Ich denke noch immer wie ein menschliches Wesen.
»So, das wär’s dann«, sagt Randall. Seine Erleichterung ist greifbar. Es ist vorbei. Er hat sein Bestes gegeben. Er wird nach Hause gehen und mit seiner Frau und der zwölfjährigen Tochter zu Abend essen, und ich werde ebenfalls nach Hause gehen und für den Rest meines Lebens das Abendessen durch einen Gitterschlitz zugeschoben bekommen. So sieht’s aus.
»Ja«, antworte ich. Ich habe die Gefängnislektion gelernt und beherrsche den Trick, zu antworten, ohne irgendwas zu sagen. »Gehen wir mittagessen.«
»Es ist erst halb elf«, sagt Randall.
»Dann trinken wir doch eine Tasse Kaffee.« Er sieht meinen flehenden Blick, und er weiß, wenn die mich in einer Stunde oder zwei schuldigsprechen, ist dies auf lange Zeit meine letzte Chance, eine derartige Annehmlichkeit eines freien Menschen zu genießen.

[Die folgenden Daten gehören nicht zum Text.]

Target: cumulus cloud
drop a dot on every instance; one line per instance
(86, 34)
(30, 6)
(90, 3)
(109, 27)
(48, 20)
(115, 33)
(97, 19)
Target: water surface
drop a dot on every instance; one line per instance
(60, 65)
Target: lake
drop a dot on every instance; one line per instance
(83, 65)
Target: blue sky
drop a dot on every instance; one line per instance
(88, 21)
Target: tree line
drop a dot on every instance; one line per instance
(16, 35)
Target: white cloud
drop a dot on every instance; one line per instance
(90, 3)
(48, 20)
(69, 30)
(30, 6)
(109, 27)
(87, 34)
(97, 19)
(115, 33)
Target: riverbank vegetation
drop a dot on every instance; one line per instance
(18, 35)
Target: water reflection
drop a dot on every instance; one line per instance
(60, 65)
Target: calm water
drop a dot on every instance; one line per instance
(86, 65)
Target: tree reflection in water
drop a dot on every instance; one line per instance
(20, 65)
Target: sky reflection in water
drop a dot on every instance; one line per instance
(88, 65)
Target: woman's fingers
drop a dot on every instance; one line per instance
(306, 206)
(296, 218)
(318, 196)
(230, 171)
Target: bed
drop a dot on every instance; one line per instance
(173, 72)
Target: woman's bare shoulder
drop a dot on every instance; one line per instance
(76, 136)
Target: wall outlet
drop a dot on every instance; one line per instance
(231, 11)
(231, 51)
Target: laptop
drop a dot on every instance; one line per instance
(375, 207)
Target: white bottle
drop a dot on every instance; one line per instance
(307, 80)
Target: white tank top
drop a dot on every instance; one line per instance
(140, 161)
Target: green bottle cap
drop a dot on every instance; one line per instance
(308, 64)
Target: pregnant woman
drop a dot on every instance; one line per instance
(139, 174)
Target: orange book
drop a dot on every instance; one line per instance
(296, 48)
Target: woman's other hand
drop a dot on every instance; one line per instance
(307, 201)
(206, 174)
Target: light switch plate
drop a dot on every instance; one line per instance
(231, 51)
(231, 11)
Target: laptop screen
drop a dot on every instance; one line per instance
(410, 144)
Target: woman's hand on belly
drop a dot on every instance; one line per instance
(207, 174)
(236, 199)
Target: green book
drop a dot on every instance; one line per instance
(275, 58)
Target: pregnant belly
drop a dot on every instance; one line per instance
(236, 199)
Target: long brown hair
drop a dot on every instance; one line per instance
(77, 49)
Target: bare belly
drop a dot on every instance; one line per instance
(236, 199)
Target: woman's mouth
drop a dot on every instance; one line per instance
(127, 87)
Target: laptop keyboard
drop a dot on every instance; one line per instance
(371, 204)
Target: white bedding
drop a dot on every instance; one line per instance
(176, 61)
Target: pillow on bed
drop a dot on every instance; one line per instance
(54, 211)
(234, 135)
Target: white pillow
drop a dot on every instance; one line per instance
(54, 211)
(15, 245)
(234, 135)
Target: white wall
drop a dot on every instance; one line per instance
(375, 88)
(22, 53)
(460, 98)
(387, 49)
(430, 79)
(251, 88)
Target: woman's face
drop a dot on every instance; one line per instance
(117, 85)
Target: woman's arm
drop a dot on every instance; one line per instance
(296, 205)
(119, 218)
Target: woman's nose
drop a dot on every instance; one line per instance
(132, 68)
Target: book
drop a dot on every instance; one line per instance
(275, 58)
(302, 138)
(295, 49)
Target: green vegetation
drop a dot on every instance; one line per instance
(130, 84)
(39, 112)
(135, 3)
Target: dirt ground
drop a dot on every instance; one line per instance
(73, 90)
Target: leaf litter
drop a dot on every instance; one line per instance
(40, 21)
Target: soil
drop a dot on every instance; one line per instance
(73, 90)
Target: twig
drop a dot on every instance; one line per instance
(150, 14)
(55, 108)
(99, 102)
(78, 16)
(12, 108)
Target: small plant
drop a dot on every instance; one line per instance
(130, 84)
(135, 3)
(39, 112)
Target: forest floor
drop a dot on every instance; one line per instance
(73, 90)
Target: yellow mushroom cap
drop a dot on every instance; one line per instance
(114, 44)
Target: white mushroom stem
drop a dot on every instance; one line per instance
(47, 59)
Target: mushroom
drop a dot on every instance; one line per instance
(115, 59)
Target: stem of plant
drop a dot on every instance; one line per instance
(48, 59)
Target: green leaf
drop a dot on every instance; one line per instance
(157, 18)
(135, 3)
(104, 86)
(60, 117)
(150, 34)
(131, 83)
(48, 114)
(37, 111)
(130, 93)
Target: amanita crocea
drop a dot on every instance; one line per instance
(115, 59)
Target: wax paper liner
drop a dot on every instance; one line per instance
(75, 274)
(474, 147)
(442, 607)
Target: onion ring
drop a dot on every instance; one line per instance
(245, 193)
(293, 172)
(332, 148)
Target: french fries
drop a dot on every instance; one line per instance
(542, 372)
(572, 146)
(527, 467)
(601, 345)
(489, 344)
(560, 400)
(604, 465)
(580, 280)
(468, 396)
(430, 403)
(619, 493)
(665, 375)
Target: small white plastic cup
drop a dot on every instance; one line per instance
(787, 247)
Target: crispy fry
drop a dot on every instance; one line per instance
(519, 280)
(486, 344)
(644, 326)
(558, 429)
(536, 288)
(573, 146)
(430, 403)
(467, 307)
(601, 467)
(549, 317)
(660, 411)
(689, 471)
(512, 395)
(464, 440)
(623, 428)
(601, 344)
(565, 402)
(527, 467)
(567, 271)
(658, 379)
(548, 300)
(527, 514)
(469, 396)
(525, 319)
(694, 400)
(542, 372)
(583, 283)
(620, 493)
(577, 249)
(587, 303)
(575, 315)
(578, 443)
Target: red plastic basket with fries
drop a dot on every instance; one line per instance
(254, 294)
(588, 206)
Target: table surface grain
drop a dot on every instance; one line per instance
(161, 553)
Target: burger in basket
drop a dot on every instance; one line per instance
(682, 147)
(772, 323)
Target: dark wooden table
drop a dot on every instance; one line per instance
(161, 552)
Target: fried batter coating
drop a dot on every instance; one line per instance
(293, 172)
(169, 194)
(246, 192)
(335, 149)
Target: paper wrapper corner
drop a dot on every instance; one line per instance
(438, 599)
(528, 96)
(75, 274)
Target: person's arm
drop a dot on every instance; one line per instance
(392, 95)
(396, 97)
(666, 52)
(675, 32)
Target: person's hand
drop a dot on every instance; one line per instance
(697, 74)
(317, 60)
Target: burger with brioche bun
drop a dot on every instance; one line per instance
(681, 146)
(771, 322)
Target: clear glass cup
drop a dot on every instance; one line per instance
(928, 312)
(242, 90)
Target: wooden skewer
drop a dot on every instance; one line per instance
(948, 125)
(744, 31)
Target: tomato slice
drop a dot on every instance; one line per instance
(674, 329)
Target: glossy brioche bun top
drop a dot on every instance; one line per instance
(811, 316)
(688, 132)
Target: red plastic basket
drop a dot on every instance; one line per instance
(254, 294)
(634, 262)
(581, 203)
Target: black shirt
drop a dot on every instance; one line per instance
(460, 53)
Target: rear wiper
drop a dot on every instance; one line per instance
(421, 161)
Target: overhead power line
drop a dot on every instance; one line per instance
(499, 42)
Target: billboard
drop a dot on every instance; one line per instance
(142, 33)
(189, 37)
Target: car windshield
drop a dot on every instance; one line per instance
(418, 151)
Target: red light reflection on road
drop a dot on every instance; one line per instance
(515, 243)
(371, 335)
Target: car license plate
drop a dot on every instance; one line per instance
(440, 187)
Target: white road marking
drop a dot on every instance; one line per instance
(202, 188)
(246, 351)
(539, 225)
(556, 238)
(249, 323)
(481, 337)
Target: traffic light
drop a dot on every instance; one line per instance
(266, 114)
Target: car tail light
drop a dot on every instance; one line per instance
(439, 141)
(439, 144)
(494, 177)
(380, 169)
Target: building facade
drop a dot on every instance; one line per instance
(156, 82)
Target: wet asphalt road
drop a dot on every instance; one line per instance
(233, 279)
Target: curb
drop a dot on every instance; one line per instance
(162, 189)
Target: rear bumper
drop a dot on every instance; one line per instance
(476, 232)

»Na gut. Warten Sie im Umkleideraum. Ich gehe runter und hole Kaffee.«
Randall ist kein übler Bursche. Er taugt bloß nicht zum Helden. Nach jahrelangem TV-Konsum war ich zu der Überzeugung gelangt, das seien lauter Helden, die für die Gerechtigkeit kämpfen. Zehn Monate Realität haben mich gelehrt, dass der Kampf für die meisten Menschen zu hart oder zu unangenehm oder zu riskant ist. Randall ist halt auch einer von denen, die sich ihr Leben nicht noch stressiger gestalten wollen, als es ohnehin schon ist.
Die Officers begleiten mich in den Umkleideraum, und Randall holt mir Kaffee. Bis zur Verlautbarung des Urteils darf ich den Anzug von Clarence tragen.